I had to YouTube ‘how to pronounce Cacio e Pepe’ and it was hilarious. I subconsciously made the hand gestures like how the Italians talk. It is also surprising to me how the dish sounds so much better if you pronounce it correctly, with the accent.

I used gnocchi, and I know gnocchi is not really a type of pasta, but that is the one I really love, also because I always buy potato in bulk but also always running out of time to eat it. I made a big batch of gnocchi and keep some in the freezer. When it was my lazy day, I just take some out and whip out this cacio e pepe recipe.

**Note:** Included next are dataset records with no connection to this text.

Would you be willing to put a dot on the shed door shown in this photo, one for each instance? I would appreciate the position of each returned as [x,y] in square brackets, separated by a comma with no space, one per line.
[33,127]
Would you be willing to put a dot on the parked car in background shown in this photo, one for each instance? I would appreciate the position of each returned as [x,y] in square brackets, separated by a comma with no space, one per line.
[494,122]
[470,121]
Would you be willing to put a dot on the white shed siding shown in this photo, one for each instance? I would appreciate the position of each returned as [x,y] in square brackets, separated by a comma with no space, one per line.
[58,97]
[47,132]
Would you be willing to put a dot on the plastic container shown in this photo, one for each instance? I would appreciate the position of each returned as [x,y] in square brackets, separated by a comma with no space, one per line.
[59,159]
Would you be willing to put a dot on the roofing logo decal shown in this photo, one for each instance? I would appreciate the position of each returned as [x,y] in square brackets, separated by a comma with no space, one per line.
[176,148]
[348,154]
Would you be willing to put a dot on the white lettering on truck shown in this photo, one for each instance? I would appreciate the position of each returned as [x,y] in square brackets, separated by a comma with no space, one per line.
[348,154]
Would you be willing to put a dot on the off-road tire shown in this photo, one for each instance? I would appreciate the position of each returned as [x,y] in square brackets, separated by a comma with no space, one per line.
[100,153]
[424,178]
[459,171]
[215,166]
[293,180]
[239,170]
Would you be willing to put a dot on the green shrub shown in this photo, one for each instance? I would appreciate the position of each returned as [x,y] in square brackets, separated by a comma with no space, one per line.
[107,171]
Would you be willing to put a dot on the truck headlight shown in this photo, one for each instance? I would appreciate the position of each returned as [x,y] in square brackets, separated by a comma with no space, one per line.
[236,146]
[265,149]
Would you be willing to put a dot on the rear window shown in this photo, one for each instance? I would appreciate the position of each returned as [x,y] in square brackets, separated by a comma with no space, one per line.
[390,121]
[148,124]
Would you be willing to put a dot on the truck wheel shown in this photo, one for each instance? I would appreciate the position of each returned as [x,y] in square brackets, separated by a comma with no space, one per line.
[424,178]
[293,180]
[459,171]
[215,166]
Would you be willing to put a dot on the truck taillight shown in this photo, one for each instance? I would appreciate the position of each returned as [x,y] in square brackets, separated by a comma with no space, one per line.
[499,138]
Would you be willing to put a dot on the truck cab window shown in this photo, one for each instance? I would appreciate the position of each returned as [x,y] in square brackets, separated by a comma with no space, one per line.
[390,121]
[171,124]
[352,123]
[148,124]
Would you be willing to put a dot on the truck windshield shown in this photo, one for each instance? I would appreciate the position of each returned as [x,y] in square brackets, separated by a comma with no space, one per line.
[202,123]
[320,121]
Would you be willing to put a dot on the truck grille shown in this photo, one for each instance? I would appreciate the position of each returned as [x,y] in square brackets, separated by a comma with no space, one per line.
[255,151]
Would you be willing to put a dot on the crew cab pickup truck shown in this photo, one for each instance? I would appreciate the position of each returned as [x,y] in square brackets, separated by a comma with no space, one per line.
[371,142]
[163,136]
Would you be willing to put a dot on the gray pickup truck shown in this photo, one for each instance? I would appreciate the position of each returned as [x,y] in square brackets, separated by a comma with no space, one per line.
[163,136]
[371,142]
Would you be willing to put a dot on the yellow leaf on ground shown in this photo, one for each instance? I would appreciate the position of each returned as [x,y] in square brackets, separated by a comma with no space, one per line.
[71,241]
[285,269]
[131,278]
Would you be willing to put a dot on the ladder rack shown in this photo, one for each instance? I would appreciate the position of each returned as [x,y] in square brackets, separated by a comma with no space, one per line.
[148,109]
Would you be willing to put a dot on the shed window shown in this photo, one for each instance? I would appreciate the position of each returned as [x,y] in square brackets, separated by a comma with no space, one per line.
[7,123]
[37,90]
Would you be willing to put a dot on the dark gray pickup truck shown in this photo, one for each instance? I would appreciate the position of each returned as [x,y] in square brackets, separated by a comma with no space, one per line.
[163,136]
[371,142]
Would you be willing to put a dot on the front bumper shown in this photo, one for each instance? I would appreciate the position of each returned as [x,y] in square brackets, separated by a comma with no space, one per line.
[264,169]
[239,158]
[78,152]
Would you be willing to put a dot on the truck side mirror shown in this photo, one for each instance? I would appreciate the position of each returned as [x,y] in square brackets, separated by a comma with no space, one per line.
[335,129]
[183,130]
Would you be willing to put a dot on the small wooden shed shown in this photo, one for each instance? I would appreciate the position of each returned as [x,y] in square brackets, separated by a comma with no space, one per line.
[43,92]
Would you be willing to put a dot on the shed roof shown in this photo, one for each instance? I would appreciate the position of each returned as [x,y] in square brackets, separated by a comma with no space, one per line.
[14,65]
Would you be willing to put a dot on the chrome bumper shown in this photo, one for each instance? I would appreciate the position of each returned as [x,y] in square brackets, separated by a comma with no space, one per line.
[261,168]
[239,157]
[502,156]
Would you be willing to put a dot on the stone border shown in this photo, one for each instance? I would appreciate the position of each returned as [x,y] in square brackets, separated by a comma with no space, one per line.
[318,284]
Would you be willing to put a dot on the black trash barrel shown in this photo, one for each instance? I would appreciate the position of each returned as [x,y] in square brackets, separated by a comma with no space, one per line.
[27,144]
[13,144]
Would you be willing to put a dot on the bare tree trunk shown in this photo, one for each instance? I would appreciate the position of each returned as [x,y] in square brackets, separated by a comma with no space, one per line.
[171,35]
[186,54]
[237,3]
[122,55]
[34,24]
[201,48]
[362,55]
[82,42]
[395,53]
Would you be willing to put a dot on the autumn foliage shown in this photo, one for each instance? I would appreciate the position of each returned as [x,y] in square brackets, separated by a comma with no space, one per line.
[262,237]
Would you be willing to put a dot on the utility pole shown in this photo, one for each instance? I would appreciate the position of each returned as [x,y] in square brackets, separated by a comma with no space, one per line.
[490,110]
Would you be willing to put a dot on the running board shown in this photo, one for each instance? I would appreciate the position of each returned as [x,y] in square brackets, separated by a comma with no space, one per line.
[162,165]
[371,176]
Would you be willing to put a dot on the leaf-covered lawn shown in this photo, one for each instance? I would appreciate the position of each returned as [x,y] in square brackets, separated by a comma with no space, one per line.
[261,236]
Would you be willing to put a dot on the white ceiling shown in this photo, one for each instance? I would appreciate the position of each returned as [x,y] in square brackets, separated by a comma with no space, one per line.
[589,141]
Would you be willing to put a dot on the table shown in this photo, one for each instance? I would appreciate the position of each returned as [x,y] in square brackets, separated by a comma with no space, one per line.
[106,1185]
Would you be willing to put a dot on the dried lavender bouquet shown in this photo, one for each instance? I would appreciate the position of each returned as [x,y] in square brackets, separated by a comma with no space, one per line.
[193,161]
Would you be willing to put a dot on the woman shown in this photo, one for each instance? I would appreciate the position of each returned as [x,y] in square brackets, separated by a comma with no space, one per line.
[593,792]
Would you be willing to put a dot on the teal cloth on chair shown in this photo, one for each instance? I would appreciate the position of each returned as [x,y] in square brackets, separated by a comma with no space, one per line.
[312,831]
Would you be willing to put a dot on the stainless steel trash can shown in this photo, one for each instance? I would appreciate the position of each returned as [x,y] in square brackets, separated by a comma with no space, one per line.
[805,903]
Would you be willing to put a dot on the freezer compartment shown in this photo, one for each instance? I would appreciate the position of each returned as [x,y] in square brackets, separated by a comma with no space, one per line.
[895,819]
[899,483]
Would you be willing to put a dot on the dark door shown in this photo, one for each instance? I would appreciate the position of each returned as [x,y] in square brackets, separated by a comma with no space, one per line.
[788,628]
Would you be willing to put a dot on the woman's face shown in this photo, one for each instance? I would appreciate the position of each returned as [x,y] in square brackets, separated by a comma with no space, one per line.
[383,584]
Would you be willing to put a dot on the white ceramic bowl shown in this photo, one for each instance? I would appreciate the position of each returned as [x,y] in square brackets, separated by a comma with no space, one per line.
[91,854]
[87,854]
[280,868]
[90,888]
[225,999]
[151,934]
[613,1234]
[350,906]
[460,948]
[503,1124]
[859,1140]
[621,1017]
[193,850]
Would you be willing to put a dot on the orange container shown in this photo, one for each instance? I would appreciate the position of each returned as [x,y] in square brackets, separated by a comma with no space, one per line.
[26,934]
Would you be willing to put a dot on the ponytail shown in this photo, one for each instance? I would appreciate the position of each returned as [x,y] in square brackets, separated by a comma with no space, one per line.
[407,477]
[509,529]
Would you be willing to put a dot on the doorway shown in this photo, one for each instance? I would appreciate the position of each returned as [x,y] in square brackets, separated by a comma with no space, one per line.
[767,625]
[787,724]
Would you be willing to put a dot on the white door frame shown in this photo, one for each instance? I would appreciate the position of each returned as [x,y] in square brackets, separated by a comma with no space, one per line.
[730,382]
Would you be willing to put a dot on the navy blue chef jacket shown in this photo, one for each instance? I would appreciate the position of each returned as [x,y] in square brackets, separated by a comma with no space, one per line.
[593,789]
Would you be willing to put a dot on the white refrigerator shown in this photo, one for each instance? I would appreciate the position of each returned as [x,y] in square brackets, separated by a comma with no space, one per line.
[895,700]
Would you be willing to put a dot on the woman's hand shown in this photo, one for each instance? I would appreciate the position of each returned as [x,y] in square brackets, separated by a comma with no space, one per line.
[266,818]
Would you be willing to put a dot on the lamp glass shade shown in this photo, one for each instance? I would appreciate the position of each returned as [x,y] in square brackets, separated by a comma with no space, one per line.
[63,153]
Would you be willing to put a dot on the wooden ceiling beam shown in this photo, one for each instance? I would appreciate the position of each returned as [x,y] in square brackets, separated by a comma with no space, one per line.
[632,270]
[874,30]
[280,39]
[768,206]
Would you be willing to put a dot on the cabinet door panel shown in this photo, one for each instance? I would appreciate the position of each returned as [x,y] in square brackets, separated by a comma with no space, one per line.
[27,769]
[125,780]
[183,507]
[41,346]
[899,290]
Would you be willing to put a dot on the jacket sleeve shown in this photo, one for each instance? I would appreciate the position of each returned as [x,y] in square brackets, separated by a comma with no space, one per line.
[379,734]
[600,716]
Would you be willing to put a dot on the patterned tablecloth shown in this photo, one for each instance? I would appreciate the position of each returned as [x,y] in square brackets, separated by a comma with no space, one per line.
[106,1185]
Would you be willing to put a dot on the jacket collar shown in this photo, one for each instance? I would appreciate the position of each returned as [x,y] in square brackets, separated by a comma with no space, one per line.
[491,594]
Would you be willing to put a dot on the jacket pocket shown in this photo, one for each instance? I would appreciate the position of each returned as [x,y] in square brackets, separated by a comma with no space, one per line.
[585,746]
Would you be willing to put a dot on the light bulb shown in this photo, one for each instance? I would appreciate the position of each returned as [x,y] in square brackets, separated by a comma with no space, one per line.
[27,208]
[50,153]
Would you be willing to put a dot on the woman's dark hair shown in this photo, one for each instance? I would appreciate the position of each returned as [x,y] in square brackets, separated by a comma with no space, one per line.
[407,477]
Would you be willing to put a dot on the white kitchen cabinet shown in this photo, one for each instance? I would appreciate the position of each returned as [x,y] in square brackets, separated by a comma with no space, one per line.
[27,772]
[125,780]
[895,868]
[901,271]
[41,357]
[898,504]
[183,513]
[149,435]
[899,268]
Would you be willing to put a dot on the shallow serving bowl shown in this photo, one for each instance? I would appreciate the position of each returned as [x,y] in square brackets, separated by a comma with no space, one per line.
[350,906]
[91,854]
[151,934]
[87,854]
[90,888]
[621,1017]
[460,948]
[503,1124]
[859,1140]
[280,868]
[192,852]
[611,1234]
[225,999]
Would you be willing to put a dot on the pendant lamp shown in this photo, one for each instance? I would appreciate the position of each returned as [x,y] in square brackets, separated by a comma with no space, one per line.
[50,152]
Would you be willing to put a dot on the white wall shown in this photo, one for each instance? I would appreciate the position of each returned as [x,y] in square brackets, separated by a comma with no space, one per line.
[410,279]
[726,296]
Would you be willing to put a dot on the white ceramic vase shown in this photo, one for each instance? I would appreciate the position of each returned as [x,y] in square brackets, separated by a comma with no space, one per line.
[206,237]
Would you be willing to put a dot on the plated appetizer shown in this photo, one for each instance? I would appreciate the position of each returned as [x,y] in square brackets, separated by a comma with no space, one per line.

Yes, almost every day is my lazy day!


Ingredients:

8 oz any type of pasta, I used gnocchi

2-3 tbsp of butter

1/3 cup of parmesan cheese -finely grated

7 full turns of freshly ground black pepper -about 1 tsp

Reserve about 1/2 cup of pasta water

Instructions:

  • Cook the pasta according to instructions from the box, or if you use homemade pasta, aim for al dente.
  • Meanwhile, in a frying pan over low heat, melt the butter, then add the ground black pepper and toast for a few minutes.
  • Add the pasta and half of the pasta water into the pan, give it a good stir, then add parmesan evenly to the pan, leave the cheese to melt for about 30 seconds without stirring. 
  • Once the cheese is melted, toss everything well. Add the rest of pasta water (if needed) to loosen the sauce and make sure the pasta is well coated. 
  • Serve immediately with extra cracks of black pepper. Enjoy!